Software Freedom Law Center, India (SFLC.in)
Radhika Jhalani, Internet Shutdowns Lead, SFLC.in, Civil Society, India
Oliver Spencer, Consultant - Free Expression Myanmar, Civil Society, Myanmar
Maria Xynou, Research Lead, Open Observatory of Network Interference, global community, Canada
Prasanth Sugathan, Legal Director, SFLC.in
Arzak Khan, internet governance and cyber security expert
Felecia Antonio, Keep it On lead, Access Now
Arjun Adrian Dsouza
Targets: Women and Marginalized groups face inequality in all facets of life. The SDG 'Enhance the use of enabling technology, in particular information and communications technology, to promote the empowerment of women is connected to this session as it aims to document and fight against the shutdown of enabling technology.
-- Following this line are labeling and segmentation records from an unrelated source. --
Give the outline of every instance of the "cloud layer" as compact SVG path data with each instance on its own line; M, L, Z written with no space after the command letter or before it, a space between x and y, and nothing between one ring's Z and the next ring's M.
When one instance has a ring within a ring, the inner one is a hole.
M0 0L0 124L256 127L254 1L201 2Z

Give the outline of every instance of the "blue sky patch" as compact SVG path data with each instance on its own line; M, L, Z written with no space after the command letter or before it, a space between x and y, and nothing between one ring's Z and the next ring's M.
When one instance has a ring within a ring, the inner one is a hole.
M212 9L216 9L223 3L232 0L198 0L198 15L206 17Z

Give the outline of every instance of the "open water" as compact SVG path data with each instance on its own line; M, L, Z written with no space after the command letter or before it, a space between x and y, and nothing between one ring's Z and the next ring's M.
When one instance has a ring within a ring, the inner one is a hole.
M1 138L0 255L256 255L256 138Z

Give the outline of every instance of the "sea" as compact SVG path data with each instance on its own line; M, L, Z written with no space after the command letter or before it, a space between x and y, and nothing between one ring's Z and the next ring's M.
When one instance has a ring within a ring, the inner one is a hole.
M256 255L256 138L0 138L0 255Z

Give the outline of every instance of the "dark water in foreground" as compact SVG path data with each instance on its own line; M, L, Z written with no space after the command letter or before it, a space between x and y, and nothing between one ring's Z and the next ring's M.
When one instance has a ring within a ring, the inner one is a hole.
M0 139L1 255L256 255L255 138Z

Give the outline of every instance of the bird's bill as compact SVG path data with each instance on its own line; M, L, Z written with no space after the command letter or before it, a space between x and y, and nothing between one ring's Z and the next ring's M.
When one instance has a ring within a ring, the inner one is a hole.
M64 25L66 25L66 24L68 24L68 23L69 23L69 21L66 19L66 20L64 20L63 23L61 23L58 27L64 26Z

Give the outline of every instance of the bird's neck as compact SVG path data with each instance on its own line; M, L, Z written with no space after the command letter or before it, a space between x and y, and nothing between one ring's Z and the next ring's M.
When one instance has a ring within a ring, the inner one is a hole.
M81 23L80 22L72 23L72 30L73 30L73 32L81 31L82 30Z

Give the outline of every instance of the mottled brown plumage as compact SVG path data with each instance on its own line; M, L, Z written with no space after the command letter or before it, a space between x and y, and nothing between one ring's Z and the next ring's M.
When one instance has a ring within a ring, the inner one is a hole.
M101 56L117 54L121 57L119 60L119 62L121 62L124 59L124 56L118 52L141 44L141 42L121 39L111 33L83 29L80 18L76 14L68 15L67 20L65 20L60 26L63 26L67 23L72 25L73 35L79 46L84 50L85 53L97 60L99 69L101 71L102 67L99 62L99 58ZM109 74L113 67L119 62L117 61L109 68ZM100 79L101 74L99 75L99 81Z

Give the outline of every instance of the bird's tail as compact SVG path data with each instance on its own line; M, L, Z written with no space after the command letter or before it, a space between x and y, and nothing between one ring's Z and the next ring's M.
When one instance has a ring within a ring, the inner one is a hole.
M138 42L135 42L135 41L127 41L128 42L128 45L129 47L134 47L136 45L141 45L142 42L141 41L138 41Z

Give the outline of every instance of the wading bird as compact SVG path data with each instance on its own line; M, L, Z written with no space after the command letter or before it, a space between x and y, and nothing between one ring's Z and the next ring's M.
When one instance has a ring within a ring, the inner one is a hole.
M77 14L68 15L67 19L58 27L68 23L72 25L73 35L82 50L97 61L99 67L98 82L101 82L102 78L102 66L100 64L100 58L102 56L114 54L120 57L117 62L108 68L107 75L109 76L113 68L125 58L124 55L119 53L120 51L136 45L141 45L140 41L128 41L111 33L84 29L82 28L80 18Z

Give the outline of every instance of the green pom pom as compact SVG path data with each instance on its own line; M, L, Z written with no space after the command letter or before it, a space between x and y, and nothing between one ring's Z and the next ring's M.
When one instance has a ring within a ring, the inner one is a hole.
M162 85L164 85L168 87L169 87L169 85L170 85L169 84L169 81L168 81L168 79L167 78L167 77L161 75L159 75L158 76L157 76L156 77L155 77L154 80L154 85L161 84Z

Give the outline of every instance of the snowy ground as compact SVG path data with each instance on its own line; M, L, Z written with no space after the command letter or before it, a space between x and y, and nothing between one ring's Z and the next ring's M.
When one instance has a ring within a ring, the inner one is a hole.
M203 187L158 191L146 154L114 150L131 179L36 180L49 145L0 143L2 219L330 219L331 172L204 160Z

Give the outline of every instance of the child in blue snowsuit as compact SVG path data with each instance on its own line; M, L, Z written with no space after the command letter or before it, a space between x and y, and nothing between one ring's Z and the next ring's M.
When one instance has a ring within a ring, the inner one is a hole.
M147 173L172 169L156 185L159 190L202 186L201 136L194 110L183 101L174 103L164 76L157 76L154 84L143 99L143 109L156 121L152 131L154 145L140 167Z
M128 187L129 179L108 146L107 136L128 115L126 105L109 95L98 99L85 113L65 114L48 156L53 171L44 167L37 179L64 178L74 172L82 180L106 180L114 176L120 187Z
The session had speakers from regions impacted by Internet Shutdowns. The session saw reflections from Activists, Researchers, and Lawyers on Internet shutdowns in their side of the world. Some major themes that came up from the session were how shutdowns impact people. Internet shutdowns basically Exacerbate humanitarian crises. and they do not allow support to journalists and human rights defenders. On network measurement, it was felt that it Helps increase internet sensitivity around the world. It has been observed that it is a pattern that access to social media platforms is blocked in times of conflict and unrest. The impact is felt hardest in marginalized communities which often goes unnoticed. In the case of Myanmar it was reported that the shutdown had lasted for 18 months in 54 townships where 12% of the population does not have access to data. Loss of the Internet means loss of access to each other. For women, this is especially hard as they are married off at an early age because of lack of information. In case of Balochistan, it was reported that the general public is becoming more and more frustrated with internet shutdowns, especially in cases of students and young professionals. There is not just a shutdown but also throttling where speed is downgraded. There is a lack of regional and national level cooperation. In the case of India as well, there is no government documentation for the same which leaves the onus upon civil society to document shutdowns, advocate and litigate against them.
The key takeaways of the session were -
1. The need for more documentation to understand the nuanced impact of shutdowns.
2. The need to have coordinated efforts to actually understand shutdowns
3. More transparency on shutdowns from both government and private institutions.